第3話 クラヴィスの困惑

 クラヴィスは混乱した。

 クラヴィスと王太子アルバートは幼なじみである。そのアルバートの婚約者である公爵令嬢エルシーアが突然、「アルバート殿下との婚約を破棄したいの。相談に乗ってくださる?」と持ちかけてきたからだ。


 クラヴィスはエルシーアとは派閥が違うから、あまり関わったことはない。

 クラヴィスにとってエルシーアとは、権勢を誇るライン公爵家の一人娘であり、宰相である父親のごり押しでアルバートの婚約者におさまった娘という印象が強い。


 見た目も、真っ赤で癖のある長い髪の毛に、真っ青な瞳、きりっとした眉毛につりあがった目元はいかにも気が強そうで、強欲なライン公爵の娘! という感じがして以前から苦手だった。


 あまり関わったことがないから性格については伝聞だが、人前ではおしとやかに振る舞っているが、案外ズバズバものを言うらしい。


 アルバートは「正義感が強いだけだよ」と婉曲的に表現していたが、ようするに気に入らないことには一言言わなくては気が済まないタチなのだろう。

 甘やかされて育った令嬢らしい。

 クラヴィスが一番苦手なタイプだ。


 そのエルシーアから相談を持ち掛けられた。その内容が、まさにアルバートから相談されていたことと一致していたのだ。

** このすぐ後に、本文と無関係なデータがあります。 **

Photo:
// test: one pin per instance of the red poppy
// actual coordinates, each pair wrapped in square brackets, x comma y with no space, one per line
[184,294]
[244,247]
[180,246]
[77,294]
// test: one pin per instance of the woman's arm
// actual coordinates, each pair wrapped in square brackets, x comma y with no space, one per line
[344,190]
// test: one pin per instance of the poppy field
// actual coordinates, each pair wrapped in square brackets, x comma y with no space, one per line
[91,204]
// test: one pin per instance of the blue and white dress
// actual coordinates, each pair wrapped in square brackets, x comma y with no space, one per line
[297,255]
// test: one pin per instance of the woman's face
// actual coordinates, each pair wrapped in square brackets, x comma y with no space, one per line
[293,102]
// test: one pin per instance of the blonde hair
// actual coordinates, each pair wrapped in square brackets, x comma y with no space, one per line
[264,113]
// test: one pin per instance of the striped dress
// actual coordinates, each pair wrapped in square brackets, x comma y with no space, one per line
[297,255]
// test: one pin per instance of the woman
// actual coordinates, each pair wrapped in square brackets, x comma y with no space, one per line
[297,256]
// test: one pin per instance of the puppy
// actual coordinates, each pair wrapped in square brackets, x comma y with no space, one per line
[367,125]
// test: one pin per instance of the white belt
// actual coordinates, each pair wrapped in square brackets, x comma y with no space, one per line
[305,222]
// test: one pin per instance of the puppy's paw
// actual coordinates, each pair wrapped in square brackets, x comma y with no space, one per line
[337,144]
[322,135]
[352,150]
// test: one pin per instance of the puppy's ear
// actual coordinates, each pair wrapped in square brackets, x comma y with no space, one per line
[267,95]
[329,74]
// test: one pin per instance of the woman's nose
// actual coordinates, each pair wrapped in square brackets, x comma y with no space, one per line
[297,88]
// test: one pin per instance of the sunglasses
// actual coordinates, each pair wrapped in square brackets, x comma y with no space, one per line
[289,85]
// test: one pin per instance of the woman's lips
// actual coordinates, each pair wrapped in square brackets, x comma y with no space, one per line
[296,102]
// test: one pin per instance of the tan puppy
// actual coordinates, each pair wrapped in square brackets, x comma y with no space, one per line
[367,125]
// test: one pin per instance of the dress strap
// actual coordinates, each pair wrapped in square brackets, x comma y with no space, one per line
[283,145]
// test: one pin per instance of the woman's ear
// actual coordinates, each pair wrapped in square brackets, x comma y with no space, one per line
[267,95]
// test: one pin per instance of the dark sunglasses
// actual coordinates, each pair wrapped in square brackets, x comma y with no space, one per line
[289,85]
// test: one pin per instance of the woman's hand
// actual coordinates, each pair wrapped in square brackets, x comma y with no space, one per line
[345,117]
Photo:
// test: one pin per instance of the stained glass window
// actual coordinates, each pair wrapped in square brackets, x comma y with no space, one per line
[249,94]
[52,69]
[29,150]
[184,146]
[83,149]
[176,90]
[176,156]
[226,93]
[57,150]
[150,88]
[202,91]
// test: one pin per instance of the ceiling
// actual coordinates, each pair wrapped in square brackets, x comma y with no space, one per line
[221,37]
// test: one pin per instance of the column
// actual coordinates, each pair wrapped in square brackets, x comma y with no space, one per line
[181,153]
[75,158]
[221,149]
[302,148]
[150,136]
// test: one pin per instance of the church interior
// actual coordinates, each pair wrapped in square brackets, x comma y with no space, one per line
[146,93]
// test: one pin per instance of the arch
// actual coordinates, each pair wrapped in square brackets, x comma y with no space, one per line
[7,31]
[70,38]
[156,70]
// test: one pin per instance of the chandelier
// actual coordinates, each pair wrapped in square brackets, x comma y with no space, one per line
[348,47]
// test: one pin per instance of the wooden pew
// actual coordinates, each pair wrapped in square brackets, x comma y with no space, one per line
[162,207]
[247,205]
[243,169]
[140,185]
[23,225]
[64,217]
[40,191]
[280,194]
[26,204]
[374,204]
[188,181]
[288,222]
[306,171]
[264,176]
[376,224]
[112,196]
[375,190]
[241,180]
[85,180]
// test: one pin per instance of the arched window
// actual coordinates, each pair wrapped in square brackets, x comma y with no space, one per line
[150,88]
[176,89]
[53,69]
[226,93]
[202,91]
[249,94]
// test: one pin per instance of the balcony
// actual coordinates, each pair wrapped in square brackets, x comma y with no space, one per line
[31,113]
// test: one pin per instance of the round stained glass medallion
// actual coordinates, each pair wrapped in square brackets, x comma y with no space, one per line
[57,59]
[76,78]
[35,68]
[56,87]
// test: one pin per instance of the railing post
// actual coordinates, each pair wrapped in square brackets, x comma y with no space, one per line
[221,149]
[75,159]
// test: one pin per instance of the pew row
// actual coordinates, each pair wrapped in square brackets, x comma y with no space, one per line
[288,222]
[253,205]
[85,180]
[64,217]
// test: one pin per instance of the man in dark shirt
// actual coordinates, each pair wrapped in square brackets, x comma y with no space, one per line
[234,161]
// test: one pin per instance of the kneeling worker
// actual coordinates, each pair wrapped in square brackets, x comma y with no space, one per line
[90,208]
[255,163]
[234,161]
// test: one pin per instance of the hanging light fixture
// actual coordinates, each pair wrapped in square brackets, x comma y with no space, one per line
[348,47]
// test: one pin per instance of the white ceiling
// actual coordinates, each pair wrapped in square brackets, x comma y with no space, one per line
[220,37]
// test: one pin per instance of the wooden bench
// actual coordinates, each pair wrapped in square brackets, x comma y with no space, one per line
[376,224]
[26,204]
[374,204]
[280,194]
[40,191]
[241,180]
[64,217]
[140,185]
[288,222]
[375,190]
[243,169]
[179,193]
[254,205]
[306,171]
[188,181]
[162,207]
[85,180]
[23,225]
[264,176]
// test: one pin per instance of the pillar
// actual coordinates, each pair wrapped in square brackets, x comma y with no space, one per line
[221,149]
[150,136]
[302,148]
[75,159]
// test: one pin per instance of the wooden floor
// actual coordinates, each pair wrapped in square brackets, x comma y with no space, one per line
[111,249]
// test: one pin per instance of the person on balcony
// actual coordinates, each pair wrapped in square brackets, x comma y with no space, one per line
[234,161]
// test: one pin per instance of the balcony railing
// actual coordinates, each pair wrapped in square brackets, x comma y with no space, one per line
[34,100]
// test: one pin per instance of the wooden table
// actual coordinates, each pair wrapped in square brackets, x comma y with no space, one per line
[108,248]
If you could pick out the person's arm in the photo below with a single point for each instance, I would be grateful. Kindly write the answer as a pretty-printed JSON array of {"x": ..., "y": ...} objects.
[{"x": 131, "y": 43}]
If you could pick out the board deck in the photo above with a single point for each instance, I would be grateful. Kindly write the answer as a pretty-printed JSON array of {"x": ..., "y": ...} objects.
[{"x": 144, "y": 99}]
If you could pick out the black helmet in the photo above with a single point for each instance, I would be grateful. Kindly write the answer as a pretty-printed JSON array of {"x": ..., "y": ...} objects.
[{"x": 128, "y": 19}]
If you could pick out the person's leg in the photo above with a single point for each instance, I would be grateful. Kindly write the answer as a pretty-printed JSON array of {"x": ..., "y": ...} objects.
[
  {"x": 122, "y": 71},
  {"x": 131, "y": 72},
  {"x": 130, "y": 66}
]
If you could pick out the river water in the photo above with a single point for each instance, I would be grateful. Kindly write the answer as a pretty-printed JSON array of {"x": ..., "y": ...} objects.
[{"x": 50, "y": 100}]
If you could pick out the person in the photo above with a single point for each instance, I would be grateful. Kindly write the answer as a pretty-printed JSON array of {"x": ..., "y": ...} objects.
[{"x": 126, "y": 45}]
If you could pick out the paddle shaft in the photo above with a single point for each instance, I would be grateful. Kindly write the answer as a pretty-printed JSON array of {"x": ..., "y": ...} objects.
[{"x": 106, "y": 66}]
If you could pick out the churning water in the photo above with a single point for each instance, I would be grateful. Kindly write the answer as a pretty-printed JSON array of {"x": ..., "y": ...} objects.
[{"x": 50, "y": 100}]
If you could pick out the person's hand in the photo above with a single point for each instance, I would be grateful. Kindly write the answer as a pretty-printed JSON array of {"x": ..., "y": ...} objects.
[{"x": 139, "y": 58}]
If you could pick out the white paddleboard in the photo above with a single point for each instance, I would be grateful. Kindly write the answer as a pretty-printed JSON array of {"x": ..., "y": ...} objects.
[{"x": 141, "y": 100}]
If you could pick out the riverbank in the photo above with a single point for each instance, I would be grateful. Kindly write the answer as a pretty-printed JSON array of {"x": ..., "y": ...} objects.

「私はアルバート殿下の婚約者だけれど、アルバート殿下にはなんの感情も抱いてはいないの。アルバート殿下に好きな方がいるのなら、その応援をすることになんのためらいもないわ」

「……」

「でもそのためには、私との婚約破棄が必要。でもこの婚約は国王陛下と議会が決めたもので、ちょっとやそっとじゃ破棄できないわ。何よりも私の父が納得しないもの。逆にいえば、父を納得させれば婚約破棄はかなうのよ。そうでしょう?」

「……ああ、確かに」

「だからアマリエ様には聖女になっていただくわ」

「せ、聖女?」

「そう、聖女。天が地上に遣わした聖なる存在よ。彼女の持つ不思議な癒しの力こそ、この国の繁栄に必要なものなの。彼女は特別なのよ。一方の私はただの公爵令嬢。癒しの力なんて何も持っていないわ。この国に繁栄をもたらす存在ではないの」


 エルシーアは両手を広げ天を仰いだ。

 元がかなりの美女なので、その仕草は神々しく見えるほど。

 しかし語っていることはかなり突飛。


「そのために協力してくださるかしら? ええ、たいしたことではないのよ。アマリエ様が聖女だという噂を広めるのを手伝ってくだされば」


 ニコニコ顔で提案され、クラヴィスは思わず頷いた。


 アルバートからは「アマリエを妃にする方法があるだろうか」という相談を受けていた。

「難しいだろうな」と答えた。

 だって、アルバートの婚約者は宰相の娘だ。

 宰相ごり押しで決まった結婚の破棄なんて、まず無理。


「エルシーア嬢を正妃に、アマリエを側妃にするのが無難だと思う」


 そう答えたクラヴィスに、アルバート本人も「そうだよな……」と力なく頷いた。

 アマリエは父親が金策に失敗して没落した元伯爵令嬢であり、彼女自身には何の非もない。明るくて優しい性格のアマリエに、何かと孤独なアルバートが癒されているのは傍で見ていてもわかる。お互いに静かに思い合っているのもわかる。一方のエルシーアは、「アルバートの婚約者」として行動を共にしなければならない時以外はアルバートとは別行動をしており、ビジネスパートナーという言葉がぴったりくる関係だ。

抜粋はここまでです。